In summary, this is the bird’s-eye view of the working of our system. We kept our focus on the core CPU for now but we plan to extend it to other components of the system. The Artificial Intelligence bit is quite interesting and we were helped a great deal by work done in the past on NLP. To the best of our knowledge, this has not been attempted before. Transformers are not the only model we have tried. We tried LSTMs with very encouraging results. However, as the data grew bigger, and with an inherent lack of parallelism in training, it got a tad bit slow. Inferencing was OK though. Last but not least, Deep Reinforcement Learning is another approach that we are currently integrating. We will post results in time to come. Last year has been phenomenal in terms of Artificial Intelligence in general and Natural Language in Particular. But many of these models can be used in cross-discipline domains. They are just waiting to be tried out.

References

  1. What every programmer should know about memory: (This is a definitive 9 part(the links for the rest of the parts are embedded in the first one.) article on how the hardware works and, how software and data structure design can exploit it. It had a huge impact on the way I thought and still do think about design. The article first came out in 2007 but it is still relevant which is proof that basics don’t change very often.)
  2. Intels documenation: (Intel’s documentation is the authentic source here. But, it is incredibly difficult to read. It is as if Intel’s employees were given a raise to make it “impossible to comprehend” kind of document.)
  3. Agner Fog: (He benchmarks microprocessors using forward and reverse engineering techniques. My bible.)
  4. Linux Source: (If you are going to trace your programs/applications then having the Linux source is a must. Tracers will tell you half the story, the other half will come from here. )
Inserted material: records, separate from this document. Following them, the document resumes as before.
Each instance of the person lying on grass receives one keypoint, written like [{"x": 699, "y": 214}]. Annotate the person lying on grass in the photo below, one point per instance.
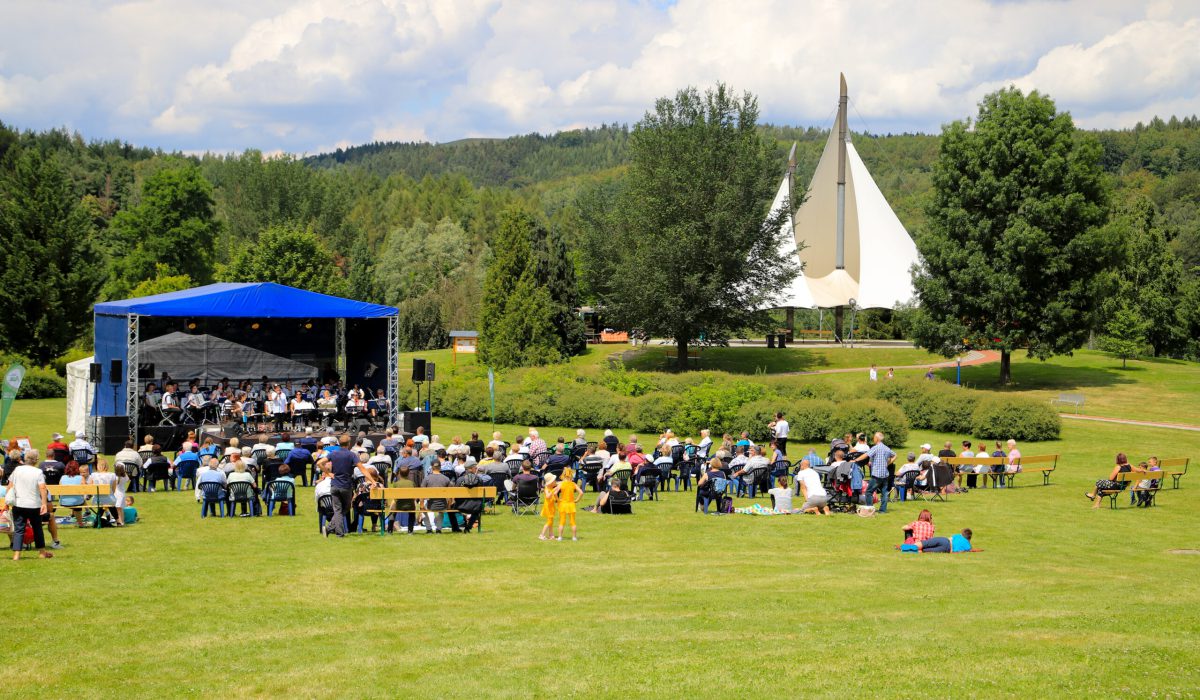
[
  {"x": 958, "y": 543},
  {"x": 921, "y": 528}
]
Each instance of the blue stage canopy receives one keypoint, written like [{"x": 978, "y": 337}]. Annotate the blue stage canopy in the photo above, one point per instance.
[
  {"x": 245, "y": 300},
  {"x": 117, "y": 333}
]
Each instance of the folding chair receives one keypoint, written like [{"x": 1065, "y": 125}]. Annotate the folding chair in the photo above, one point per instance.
[
  {"x": 280, "y": 492},
  {"x": 241, "y": 492},
  {"x": 211, "y": 500}
]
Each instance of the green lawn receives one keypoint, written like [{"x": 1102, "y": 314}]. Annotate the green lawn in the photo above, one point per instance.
[
  {"x": 666, "y": 603},
  {"x": 750, "y": 360},
  {"x": 1150, "y": 389}
]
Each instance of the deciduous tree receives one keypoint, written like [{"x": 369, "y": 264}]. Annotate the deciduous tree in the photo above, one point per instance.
[
  {"x": 1013, "y": 250},
  {"x": 689, "y": 235}
]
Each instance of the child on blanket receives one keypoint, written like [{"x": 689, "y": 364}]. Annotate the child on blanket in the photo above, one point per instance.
[{"x": 959, "y": 543}]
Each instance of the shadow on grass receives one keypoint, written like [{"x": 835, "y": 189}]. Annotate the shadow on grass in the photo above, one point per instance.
[
  {"x": 1044, "y": 376},
  {"x": 736, "y": 360}
]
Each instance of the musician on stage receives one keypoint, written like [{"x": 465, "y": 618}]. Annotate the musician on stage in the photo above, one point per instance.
[{"x": 169, "y": 405}]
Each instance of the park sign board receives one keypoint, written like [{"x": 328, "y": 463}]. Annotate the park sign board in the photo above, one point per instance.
[{"x": 12, "y": 380}]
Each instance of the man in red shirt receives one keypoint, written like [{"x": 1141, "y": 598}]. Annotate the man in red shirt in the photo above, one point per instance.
[{"x": 58, "y": 449}]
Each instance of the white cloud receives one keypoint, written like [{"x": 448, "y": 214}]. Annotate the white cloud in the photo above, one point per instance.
[{"x": 226, "y": 75}]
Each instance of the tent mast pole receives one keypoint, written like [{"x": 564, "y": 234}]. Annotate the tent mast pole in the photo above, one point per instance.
[{"x": 840, "y": 261}]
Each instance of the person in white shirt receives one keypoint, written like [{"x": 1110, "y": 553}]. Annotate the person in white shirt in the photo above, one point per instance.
[
  {"x": 420, "y": 440},
  {"x": 816, "y": 500},
  {"x": 30, "y": 501},
  {"x": 755, "y": 461},
  {"x": 781, "y": 496},
  {"x": 706, "y": 444},
  {"x": 781, "y": 429},
  {"x": 81, "y": 443}
]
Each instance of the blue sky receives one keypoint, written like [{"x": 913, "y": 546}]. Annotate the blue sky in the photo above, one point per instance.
[{"x": 310, "y": 76}]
  5. Transformer: (Modern Natural Language processing, in general, must be indebted to Transformer architecture. We however, use an asymmetric transformer setup.)
  6. Performer-A Sparse Transformer: (This is as cutting edge as it can get. The transformer at the heart of it is a stacked multi-headed-attention unit. As the sequences(of words or System events or stock prices or vehicle positions e.t.c.) get longer, the quadratic computation and quadratic memory for matrix cannot keep up. Performer, a Transformer architecture with attention mechanisms that scale linearly. The framework is implemented by Fast Attention Via Positive Orthogonal Random Features (FAVOR+) algorithm.)
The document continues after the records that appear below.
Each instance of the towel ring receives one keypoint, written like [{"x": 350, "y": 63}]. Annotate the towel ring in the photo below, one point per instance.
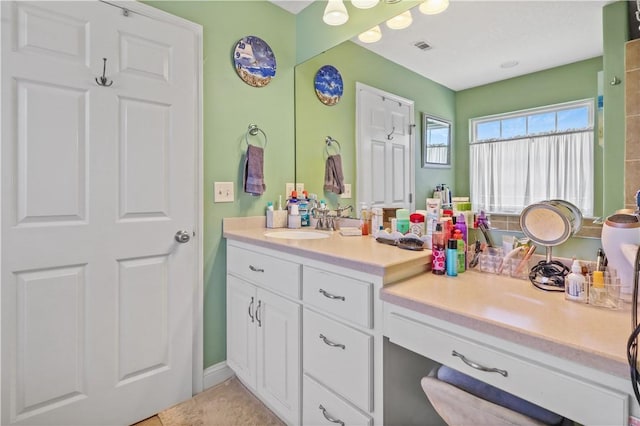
[
  {"x": 330, "y": 141},
  {"x": 253, "y": 131}
]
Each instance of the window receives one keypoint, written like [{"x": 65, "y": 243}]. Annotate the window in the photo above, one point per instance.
[{"x": 524, "y": 157}]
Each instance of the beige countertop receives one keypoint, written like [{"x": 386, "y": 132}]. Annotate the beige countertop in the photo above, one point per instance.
[
  {"x": 361, "y": 253},
  {"x": 515, "y": 310},
  {"x": 504, "y": 307}
]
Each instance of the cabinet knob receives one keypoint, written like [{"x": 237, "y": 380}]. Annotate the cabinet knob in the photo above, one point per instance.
[
  {"x": 332, "y": 344},
  {"x": 328, "y": 417},
  {"x": 477, "y": 366}
]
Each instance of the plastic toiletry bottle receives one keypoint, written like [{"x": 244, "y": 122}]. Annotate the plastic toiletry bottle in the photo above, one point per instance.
[
  {"x": 402, "y": 220},
  {"x": 575, "y": 284},
  {"x": 293, "y": 220},
  {"x": 437, "y": 250},
  {"x": 364, "y": 219},
  {"x": 303, "y": 207},
  {"x": 461, "y": 224},
  {"x": 416, "y": 224},
  {"x": 461, "y": 253},
  {"x": 452, "y": 258}
]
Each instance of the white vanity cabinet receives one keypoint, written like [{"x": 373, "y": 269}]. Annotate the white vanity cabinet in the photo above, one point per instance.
[
  {"x": 338, "y": 347},
  {"x": 263, "y": 329},
  {"x": 579, "y": 393},
  {"x": 305, "y": 336}
]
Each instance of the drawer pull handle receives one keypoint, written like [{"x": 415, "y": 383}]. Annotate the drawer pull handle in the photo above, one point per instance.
[
  {"x": 332, "y": 344},
  {"x": 254, "y": 269},
  {"x": 478, "y": 366},
  {"x": 328, "y": 417},
  {"x": 258, "y": 313},
  {"x": 251, "y": 306},
  {"x": 331, "y": 296}
]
  7. Ftrace: The Inner workings ( I dont think there is a better explaination of Ftrace’s inner workings.)
  8. Ftrace: The hidden light switch: ( This article demonstrates the tools based on Ftrace.)
  9. BPF: ( eBPF or just BPF is changing the way programming is done on Linux. Linux now has observability superpowers beyond most OSes. A detailed post on BPF is the need of the hour and I am planning as much. In the meantime, the attached link can be treated as a virtual BPF homepage.)